A new relationship with animals, nature and each other.

Better News for Sharks

Things may be looking up for sharks, and it won’t be a moment too soon.

Addressing the billion-dollar global trade in shark fins, the California Senate has voted to ban the sale or possession of these body parts.

It’s a brutal industry, in which these animals are fished out of the water to have their fins cut off, and are then thrown back in the sea to die. The fins are used to make shark fin soup, which is considered trendy.

The Bahamas and Honduras have prohibited shark fishing. Several Western Pacific island nations, including Palau, Micronesia and the Marshall Islands, have banned shark fishing. And there’s a small but growing campaign in several Asian countries to bring an end to shark finning.

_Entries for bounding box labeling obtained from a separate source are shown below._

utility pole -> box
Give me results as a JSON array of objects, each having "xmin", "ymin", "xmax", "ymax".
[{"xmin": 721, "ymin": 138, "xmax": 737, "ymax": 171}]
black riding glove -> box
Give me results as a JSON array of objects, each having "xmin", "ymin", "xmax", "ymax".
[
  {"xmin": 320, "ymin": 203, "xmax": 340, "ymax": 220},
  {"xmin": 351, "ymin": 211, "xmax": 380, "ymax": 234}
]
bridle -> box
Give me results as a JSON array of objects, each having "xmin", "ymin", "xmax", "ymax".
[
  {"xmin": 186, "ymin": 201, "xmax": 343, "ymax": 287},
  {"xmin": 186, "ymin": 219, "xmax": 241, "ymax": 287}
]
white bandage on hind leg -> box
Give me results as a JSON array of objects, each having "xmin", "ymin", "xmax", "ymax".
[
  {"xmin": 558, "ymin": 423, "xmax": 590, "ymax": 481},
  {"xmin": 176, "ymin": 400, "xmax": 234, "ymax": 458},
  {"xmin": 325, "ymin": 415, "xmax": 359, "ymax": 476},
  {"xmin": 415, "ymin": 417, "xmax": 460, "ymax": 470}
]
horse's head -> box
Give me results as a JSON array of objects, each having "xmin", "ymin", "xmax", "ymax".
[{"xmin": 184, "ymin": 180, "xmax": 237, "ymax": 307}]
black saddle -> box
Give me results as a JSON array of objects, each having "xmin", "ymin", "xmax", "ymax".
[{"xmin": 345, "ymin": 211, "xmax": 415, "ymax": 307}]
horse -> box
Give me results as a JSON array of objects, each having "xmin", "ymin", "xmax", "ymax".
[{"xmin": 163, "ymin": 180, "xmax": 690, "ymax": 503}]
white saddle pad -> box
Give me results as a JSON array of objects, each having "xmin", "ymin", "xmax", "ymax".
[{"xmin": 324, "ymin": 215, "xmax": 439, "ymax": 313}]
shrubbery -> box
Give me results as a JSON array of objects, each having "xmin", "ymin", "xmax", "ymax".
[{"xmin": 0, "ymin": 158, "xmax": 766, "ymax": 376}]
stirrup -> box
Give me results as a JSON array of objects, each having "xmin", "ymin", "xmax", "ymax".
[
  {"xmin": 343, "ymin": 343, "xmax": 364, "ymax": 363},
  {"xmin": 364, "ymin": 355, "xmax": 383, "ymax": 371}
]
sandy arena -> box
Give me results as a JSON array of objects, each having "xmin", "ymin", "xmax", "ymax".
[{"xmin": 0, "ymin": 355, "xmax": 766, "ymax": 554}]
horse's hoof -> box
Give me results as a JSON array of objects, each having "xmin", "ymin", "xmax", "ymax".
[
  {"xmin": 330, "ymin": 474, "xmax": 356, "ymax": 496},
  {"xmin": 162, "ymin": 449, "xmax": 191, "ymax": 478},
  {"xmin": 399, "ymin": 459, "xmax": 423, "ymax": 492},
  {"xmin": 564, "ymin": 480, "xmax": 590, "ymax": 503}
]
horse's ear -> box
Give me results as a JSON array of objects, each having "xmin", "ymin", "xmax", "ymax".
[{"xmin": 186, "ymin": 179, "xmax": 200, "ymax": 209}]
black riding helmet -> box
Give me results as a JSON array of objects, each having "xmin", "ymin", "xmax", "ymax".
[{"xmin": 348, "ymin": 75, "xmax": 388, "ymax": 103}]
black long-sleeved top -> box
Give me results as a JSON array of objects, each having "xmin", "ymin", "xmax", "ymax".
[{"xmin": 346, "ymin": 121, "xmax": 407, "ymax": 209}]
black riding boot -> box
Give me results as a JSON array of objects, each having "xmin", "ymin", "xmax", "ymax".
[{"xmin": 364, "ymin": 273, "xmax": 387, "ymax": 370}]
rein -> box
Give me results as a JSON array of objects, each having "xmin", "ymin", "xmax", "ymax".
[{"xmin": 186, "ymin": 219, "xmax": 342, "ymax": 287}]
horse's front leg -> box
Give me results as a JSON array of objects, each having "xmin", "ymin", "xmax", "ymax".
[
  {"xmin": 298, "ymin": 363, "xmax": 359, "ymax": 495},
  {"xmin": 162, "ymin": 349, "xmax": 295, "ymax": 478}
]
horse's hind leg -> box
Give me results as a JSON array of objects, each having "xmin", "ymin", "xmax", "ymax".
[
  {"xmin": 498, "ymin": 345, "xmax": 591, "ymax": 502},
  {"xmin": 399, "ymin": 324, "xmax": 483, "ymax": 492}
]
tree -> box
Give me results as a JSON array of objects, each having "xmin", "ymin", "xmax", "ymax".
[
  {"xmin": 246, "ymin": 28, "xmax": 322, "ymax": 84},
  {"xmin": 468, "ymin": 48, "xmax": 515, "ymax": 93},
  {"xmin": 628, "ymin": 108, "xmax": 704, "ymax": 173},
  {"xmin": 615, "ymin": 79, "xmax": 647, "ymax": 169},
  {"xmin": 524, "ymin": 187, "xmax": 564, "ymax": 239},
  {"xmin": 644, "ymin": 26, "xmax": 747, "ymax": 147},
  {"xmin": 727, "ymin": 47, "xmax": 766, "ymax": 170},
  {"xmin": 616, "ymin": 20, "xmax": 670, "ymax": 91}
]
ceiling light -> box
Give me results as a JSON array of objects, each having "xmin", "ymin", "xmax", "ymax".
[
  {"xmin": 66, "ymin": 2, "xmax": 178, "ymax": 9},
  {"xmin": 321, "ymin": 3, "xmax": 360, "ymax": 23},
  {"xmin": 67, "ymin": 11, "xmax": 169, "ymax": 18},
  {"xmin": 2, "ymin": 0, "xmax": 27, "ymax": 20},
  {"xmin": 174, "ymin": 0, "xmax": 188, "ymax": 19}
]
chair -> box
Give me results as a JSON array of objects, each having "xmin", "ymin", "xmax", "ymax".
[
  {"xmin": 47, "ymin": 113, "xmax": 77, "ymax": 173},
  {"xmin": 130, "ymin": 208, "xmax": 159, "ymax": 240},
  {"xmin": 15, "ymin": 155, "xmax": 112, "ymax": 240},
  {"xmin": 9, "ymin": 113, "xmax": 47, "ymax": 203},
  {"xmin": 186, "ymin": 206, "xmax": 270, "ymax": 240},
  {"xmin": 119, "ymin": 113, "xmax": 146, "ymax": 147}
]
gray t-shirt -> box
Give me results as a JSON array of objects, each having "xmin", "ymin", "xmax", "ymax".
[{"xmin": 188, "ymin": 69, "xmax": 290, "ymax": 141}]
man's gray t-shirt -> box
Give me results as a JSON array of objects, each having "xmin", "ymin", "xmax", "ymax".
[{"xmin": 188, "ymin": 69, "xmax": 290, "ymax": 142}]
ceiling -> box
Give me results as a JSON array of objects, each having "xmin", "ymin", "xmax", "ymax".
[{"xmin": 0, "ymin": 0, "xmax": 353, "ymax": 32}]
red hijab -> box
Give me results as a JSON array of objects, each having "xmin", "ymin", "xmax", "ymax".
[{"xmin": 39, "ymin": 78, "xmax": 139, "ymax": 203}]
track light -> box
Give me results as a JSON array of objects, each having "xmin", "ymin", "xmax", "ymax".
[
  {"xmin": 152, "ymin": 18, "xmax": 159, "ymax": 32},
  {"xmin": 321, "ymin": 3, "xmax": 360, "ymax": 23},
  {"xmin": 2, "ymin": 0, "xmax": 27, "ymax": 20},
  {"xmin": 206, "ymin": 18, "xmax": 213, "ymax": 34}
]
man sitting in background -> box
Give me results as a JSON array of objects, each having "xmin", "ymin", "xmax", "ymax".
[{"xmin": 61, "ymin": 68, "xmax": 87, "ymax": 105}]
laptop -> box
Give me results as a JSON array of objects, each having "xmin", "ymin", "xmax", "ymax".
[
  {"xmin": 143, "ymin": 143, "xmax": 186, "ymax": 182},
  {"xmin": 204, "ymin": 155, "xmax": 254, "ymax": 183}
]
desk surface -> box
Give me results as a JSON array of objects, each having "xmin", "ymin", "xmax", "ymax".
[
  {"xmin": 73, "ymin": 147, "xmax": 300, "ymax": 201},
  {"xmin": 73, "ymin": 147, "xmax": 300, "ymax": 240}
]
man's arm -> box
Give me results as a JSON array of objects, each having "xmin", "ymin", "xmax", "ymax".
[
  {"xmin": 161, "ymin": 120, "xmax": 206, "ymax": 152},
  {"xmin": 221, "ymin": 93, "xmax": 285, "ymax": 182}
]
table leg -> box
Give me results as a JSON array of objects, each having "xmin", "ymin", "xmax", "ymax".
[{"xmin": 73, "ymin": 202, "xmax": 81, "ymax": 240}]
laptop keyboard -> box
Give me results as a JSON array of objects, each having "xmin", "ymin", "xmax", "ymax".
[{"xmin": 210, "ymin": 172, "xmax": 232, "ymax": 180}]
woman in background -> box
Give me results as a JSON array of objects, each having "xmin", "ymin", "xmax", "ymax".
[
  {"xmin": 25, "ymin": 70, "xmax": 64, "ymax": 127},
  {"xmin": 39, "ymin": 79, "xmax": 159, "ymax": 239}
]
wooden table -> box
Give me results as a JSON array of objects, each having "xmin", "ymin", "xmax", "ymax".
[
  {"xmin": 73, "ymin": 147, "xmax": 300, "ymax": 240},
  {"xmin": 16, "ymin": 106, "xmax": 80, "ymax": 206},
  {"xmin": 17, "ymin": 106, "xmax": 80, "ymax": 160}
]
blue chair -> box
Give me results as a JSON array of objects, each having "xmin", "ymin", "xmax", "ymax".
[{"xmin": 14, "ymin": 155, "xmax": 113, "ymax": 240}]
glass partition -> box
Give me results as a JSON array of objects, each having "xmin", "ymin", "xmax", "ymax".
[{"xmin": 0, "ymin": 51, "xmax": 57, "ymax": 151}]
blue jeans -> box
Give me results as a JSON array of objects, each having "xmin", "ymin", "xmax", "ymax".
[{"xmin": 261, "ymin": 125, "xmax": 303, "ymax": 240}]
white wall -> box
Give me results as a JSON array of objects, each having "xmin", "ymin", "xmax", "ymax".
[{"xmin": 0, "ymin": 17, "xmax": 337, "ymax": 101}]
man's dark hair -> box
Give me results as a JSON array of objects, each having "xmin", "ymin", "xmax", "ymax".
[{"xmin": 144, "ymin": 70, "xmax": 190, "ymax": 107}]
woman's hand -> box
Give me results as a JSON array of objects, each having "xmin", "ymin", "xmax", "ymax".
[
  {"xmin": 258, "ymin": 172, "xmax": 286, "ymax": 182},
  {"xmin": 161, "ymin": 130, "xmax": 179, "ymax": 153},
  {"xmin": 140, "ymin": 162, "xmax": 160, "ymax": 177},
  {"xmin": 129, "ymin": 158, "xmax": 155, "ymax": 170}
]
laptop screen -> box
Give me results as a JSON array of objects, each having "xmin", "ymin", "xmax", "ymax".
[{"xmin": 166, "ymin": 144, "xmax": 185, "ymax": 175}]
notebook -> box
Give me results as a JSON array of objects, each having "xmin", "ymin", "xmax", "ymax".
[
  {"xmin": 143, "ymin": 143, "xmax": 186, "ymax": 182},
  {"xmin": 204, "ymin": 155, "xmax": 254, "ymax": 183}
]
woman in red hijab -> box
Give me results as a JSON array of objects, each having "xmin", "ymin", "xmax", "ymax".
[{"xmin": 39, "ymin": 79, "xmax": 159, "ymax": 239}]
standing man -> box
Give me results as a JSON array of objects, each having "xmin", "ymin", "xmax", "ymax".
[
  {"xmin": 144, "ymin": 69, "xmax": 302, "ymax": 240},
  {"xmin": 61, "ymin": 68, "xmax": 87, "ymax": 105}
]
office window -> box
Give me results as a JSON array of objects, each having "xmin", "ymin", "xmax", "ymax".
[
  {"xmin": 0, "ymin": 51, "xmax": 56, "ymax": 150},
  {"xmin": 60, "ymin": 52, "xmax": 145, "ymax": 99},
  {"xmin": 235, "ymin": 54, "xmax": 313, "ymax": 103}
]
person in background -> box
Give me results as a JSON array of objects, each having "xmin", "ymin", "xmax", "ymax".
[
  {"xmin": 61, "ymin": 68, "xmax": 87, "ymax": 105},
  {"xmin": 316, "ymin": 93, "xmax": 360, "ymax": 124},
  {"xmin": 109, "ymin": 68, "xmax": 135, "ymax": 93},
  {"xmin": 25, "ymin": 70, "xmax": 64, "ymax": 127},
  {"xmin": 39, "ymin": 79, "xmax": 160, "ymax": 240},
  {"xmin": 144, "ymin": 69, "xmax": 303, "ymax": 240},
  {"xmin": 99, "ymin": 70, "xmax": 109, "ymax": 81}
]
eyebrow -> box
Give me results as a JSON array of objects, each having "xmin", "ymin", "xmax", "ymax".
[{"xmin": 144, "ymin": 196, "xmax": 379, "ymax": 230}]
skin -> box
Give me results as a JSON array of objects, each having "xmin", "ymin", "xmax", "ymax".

The Independent newspaper has a story on the Dive Tribe, an environmental group that buys baby sharks back from markets and restaurants in Thailand and returns them to the ocean. The story also quotes the maritime conservation group Oceana as saying that up to 73 million sharks are finned each year around the world, depleting many populations by as much as 90 percent.

And the New York Times talks about the new bill in California, now awaiting Gov. Jerry Brown’s signature, and other initiatives. The article notes that the Food Network recently removed all shark recipes from its offerings, and that celebrity chef Gordon Ramsay has been pressing Chinese restaurants in London to renounce the soup this year.

Asian celebrities, including basketball star Yao Ming, have joined in the campaign, as in this video spot:

What you can do: If you find yourself in a restaurant where shark fin soup is on the menu, tell the manager you’ve decided not to eat there (and why), and go to another restaurant.